Him? Her? All of them? Damn! He was so vague! Wolfwood wanted nothing more than to simply punch the damned Tongari on his bristly head, shout "get over it" and get back to his sleep. But no. He was a preacher, and Vash was a person in need. As a preacher, his duty was to people in need. Listen to them. Help them. So he tried.
"Worrying about something in the past won't help the current outcome," he said, filling his voice with as much compassion as he could without sounding phony. "If they're all dead, they're all dead. There's nothing you can possibly do—nothing even God can do—to save those who are already beyond saving."
A long silence suddenly filled the room, though around the room, the word "nothing" seemed to echo, hanging in the air, making the silence eerie and uncomfortable. Constantly Wolfwood waited, waited for the resigning sigh that most people did when realizing that what a preacher said was truth.
It took nearly a full five minutes of tenseness for that sigh finally to come.
"Of course…" Vash murmured. Sending a strange feeling through Wolfwood, making the pit of his stomach cold. What emotion? He wondered. Guilt? Pity? Not seeming right, but not seeming wrong, either. "However…" The dull voice of the Tongari making the air cold. "I can't help but wonder sometimes…"

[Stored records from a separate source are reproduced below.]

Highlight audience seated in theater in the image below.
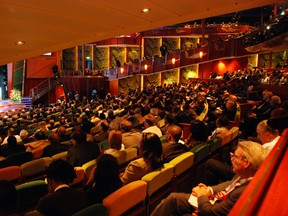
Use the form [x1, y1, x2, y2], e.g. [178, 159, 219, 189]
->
[25, 130, 50, 152]
[84, 154, 122, 203]
[1, 127, 22, 145]
[36, 160, 90, 216]
[208, 115, 229, 140]
[42, 132, 68, 157]
[121, 133, 163, 185]
[107, 110, 121, 130]
[160, 113, 175, 134]
[142, 113, 162, 137]
[19, 129, 30, 144]
[175, 103, 197, 124]
[0, 180, 18, 216]
[104, 130, 125, 155]
[120, 119, 141, 148]
[257, 120, 280, 151]
[94, 121, 109, 143]
[0, 136, 26, 157]
[90, 113, 108, 136]
[151, 141, 268, 216]
[162, 125, 188, 163]
[66, 129, 100, 167]
[185, 120, 208, 150]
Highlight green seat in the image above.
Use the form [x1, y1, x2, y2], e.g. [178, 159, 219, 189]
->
[72, 203, 108, 216]
[190, 143, 209, 164]
[16, 180, 48, 211]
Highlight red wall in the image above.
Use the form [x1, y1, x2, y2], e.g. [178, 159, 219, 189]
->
[26, 52, 60, 78]
[198, 57, 248, 78]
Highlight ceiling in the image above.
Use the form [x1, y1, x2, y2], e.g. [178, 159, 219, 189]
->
[0, 0, 285, 65]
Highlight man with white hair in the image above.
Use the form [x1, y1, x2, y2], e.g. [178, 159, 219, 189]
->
[151, 141, 268, 216]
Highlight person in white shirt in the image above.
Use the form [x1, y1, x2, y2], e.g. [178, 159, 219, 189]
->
[256, 120, 280, 151]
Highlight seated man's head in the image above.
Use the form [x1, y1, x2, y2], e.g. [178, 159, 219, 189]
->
[231, 141, 268, 178]
[46, 160, 76, 192]
[256, 120, 279, 144]
[166, 125, 182, 142]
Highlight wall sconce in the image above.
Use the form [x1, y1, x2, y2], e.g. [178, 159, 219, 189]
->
[199, 51, 203, 58]
[172, 58, 176, 64]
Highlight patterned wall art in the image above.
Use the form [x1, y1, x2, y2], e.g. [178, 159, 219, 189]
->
[126, 47, 140, 63]
[248, 54, 258, 70]
[143, 73, 161, 89]
[180, 65, 198, 83]
[159, 38, 180, 53]
[61, 47, 76, 71]
[180, 37, 199, 50]
[162, 69, 179, 84]
[110, 47, 126, 68]
[94, 47, 109, 70]
[119, 75, 141, 93]
[144, 38, 161, 58]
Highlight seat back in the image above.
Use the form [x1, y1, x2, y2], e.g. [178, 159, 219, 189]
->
[103, 180, 147, 216]
[196, 102, 209, 121]
[190, 143, 209, 164]
[142, 163, 174, 197]
[51, 151, 68, 161]
[169, 152, 194, 176]
[16, 180, 48, 211]
[20, 157, 53, 180]
[82, 159, 97, 178]
[0, 166, 21, 181]
[72, 203, 108, 216]
[5, 152, 32, 166]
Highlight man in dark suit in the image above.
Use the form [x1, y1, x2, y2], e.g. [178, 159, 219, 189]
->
[151, 141, 268, 216]
[36, 160, 90, 216]
[162, 125, 188, 163]
[66, 130, 100, 167]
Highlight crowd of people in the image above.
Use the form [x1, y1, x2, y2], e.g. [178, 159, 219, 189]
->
[0, 74, 288, 215]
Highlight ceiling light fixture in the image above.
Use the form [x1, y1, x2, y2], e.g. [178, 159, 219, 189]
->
[15, 41, 25, 46]
[140, 8, 151, 13]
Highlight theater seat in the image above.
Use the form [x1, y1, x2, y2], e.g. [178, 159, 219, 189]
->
[103, 180, 147, 216]
[72, 203, 108, 216]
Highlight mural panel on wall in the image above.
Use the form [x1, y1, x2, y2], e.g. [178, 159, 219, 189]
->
[61, 47, 76, 71]
[162, 69, 179, 84]
[119, 75, 141, 93]
[143, 73, 161, 86]
[162, 38, 180, 53]
[180, 65, 198, 83]
[127, 47, 140, 62]
[144, 38, 161, 58]
[110, 47, 126, 68]
[94, 47, 109, 70]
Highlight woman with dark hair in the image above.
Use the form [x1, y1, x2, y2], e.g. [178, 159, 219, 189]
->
[121, 133, 163, 185]
[85, 154, 122, 203]
[185, 120, 208, 149]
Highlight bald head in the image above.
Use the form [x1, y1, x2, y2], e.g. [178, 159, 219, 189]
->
[166, 125, 182, 142]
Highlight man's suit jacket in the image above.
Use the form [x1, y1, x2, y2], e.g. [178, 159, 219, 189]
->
[36, 187, 90, 216]
[162, 142, 188, 163]
[198, 176, 249, 215]
[66, 142, 100, 167]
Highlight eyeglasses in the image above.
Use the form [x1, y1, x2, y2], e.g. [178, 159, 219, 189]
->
[230, 152, 244, 160]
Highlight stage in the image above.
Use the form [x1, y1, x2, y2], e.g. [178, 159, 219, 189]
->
[0, 100, 26, 113]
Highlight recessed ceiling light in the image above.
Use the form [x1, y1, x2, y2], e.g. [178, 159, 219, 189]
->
[15, 41, 25, 46]
[141, 8, 151, 13]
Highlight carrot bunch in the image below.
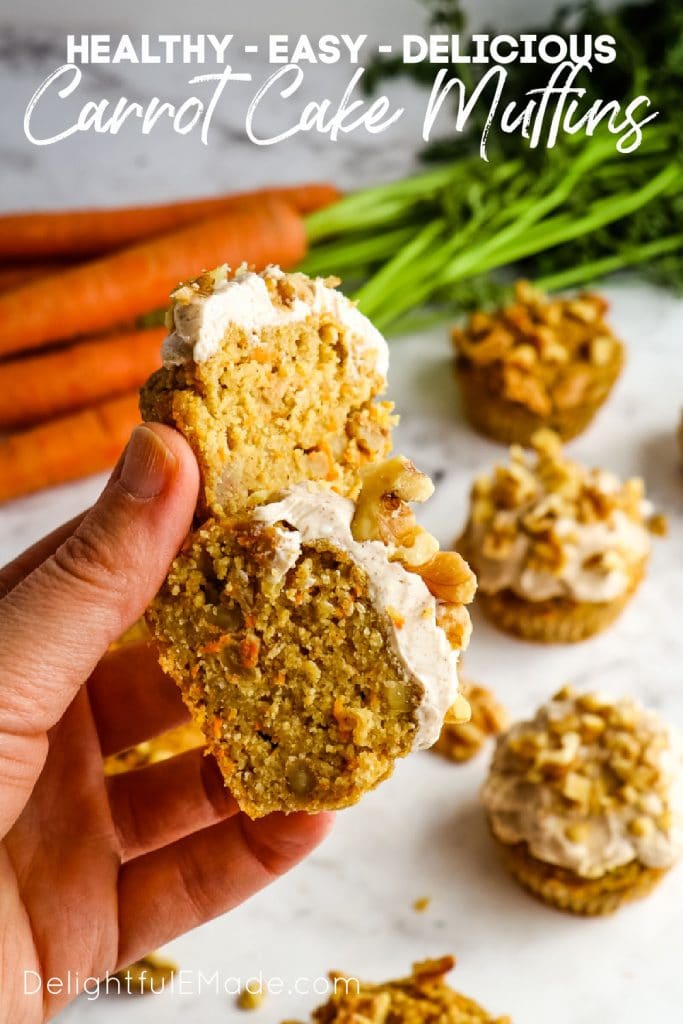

Silence, more tense this time.
That last question, spoken with such emotion. Almost a dull longing hanging onto those words. The words suddenly made the dark-haired priest shiver, almost as if a complete frost had filled the room. Made him shiver in a way that was not so right, making him feel insecure, unsafe, pitiful, suddenly. And he wanted to get out of there, fast.
Until the room became warm again, when Vash lifted his head, a smile on his face. "Sorry," he said, his voice lighter, far lighter, than before. Compulsively, in one of the few moments that he had ever felt like a true friend to Vash, he laid a hand on the blond man's shoulder, smiling encouragingly.
"Have good dreams," he said, rising to exit the room, knowing he was no longer needed. "Otherwise, I may have to kill you for waking me a second time."
Vash smiled and nodded, letting himself laugh a little. Wolfwood felt the Tongari's green eyes on his back as he exited the room, going about it quietly. Although he had not really done or said much, as the Priest entered his room once more, he felt that perhaps he had accomplished something.
However, as silence filled the air in the middle of the night, deep and cold, he knew that things were not quiet right.
The feeling followed him even as he rolled over and slept.